Piece description from the artist
The area where I grew up in Florida is home to a huge population of immigrants from the islands of Jamaica, Barbados, St. Lucia, and so on. But probably one of the most prominent subcultures from my immediate neighborhood were Haitians. The amount of influence these people had over my life, and my little white girl bubble was immense. It has shaped so much of what I am, how I interpret things, and where my pain, my humor, my humility, where it all comes from. A few years back when Haiti was hit with one of "the worst natural disasters ever":http://en.wikipedia.org/wiki/2010_Haiti_earthquake, I felt personally responsible for going to help put things back together. Within a week of the earthquake I found a woman that was getting together a group of volunteers that would leave on a private chartered jet from California and fly into the Dominican Republic. I told my bosses about it and they were very supportive but said, I couldn't leave for any period of time without a replacement.
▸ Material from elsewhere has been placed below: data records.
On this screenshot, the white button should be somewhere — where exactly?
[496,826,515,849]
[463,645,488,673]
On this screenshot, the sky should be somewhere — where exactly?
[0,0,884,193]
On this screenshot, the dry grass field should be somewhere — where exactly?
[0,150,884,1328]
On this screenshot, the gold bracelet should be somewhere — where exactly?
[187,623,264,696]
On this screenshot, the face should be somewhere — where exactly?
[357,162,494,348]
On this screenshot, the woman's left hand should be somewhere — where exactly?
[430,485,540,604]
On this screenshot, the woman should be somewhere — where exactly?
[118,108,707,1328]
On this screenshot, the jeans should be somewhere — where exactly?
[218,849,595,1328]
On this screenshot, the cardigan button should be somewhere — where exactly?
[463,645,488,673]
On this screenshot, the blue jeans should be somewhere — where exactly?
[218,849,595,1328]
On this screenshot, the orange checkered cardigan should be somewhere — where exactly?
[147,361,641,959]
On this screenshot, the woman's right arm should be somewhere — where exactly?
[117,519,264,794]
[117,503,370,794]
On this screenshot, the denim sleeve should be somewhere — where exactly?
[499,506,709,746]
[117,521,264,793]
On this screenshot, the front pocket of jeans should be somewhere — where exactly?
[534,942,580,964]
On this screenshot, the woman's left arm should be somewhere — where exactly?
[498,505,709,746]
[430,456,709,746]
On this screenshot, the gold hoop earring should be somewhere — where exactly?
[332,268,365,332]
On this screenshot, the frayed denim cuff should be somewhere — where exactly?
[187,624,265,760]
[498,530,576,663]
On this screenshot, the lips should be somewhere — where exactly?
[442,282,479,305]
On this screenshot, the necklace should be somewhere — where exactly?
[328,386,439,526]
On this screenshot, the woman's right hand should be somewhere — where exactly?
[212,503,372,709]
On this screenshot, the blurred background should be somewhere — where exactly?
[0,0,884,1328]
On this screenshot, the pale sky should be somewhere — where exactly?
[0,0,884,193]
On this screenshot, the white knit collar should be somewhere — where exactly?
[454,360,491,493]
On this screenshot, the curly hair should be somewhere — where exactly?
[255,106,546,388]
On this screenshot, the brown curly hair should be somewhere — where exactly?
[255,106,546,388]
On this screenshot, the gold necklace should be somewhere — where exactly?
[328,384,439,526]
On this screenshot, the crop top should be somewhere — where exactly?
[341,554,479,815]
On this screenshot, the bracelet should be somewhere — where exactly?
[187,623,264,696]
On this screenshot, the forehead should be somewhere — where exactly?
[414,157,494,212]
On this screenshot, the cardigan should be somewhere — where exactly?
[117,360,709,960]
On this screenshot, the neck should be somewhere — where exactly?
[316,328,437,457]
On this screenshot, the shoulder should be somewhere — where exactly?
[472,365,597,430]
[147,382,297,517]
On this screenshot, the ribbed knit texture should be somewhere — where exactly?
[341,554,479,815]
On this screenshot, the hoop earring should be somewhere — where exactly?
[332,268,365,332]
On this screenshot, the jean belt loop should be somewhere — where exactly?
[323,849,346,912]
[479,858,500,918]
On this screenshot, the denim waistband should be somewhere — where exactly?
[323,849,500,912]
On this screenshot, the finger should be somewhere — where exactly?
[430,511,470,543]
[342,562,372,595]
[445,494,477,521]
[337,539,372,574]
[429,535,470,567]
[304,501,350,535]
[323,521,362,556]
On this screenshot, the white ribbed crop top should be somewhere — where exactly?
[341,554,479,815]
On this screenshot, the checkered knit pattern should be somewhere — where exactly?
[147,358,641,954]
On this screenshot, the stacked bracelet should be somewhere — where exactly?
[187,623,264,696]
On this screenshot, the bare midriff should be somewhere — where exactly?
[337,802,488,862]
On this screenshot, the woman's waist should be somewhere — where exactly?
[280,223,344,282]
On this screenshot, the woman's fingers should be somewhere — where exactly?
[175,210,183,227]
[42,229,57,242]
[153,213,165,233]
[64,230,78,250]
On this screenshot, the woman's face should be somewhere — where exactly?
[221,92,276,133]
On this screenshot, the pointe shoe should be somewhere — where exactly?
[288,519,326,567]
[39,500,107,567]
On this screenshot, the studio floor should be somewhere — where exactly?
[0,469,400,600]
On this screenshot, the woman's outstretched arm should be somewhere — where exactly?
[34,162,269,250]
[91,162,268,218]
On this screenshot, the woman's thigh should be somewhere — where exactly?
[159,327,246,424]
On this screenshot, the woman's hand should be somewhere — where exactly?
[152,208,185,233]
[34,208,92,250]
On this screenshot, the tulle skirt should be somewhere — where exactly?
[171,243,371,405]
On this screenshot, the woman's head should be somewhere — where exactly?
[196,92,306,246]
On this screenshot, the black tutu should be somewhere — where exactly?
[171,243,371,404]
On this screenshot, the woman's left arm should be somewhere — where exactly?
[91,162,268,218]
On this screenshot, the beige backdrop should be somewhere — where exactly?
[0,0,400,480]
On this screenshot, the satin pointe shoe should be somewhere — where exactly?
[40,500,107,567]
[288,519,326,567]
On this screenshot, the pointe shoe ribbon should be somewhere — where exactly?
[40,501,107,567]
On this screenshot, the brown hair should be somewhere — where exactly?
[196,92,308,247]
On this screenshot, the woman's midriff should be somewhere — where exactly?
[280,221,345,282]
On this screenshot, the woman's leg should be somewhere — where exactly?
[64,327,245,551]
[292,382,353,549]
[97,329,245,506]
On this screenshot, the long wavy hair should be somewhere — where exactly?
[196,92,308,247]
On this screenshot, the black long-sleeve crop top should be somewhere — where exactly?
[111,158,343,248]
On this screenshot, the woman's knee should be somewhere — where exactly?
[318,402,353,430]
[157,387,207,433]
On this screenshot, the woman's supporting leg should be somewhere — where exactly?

The fact was that initially I was revved up and ready to go, I was terrified but i didn't care. I was able to look past any fear I had and just go with my gut. Then the first stop: had to find a replacement, then within only a couple of hours, my mother begged and pleaded with me not to go. She reminded m of the looting, the bodies, the dying and hurt people I wouldn't be able to help if I wasn't a doctor. All of the fear that I had about going was now restored full force. Too much time had elapsed and reality was sinking in; I never even looked for a replacement. In years to come I would change my story to say that I had a few people who could have replaced me and they said no. A lie to mask my fear. The truth was that I never called them. I never went past the initial barrier of finding a replacement while these people were dealing with "I can't find my family," or, "I can't find my leg."
To put my feelings about this into one painting would not suffice. It is just the beginning of an exploration for me, and a lot of it is very personal. I suppose coherently this initial drawing is about how we hold onto emotions and their thresholds. For example, I have gotten livid at someone while driving, or a politician on television. I have cried over a commercial on television. And yet when I have watched someone die, or when I was attacked as a child, your level of acceptance of the situation goes up, you feel less or you feel numb. To me, that is when you have gone above your normal threshold of intensity. Anger, fear, guilt, and sadness are the same emotions we feel even in a traumatic situation, but there seems to be a cap on it, some threshold that if you exceed, that is when those moments start to define your identity, at different levels of intensity, but all the same, they are the defining moments. And when you think about life, it is made up of these defining moments. We understand and interpret longer periods of time as a series of these events that evoked an emotional reaction beyond that of our tolerance threshold, and that is why they come to define us. The guilt that I hold for not taking action is just one very small example of that.
The bulk of Cara Dunning's work is concerned with female identity as dictated in modern culture, through imagination, and interpretation. She strives to shift and challenge the consciousness and perception of beauty. She enjoys creating iconic images out of women in all of her work. She draws her inspiration from fashion and fashion photography, classic painting, graphic design, anime and music. Cara was born in Pine Hills, a suburb of Orlando, Florida. She studied fine art at the University of South Florida in Tampa and now resides in Chicago, Illinois.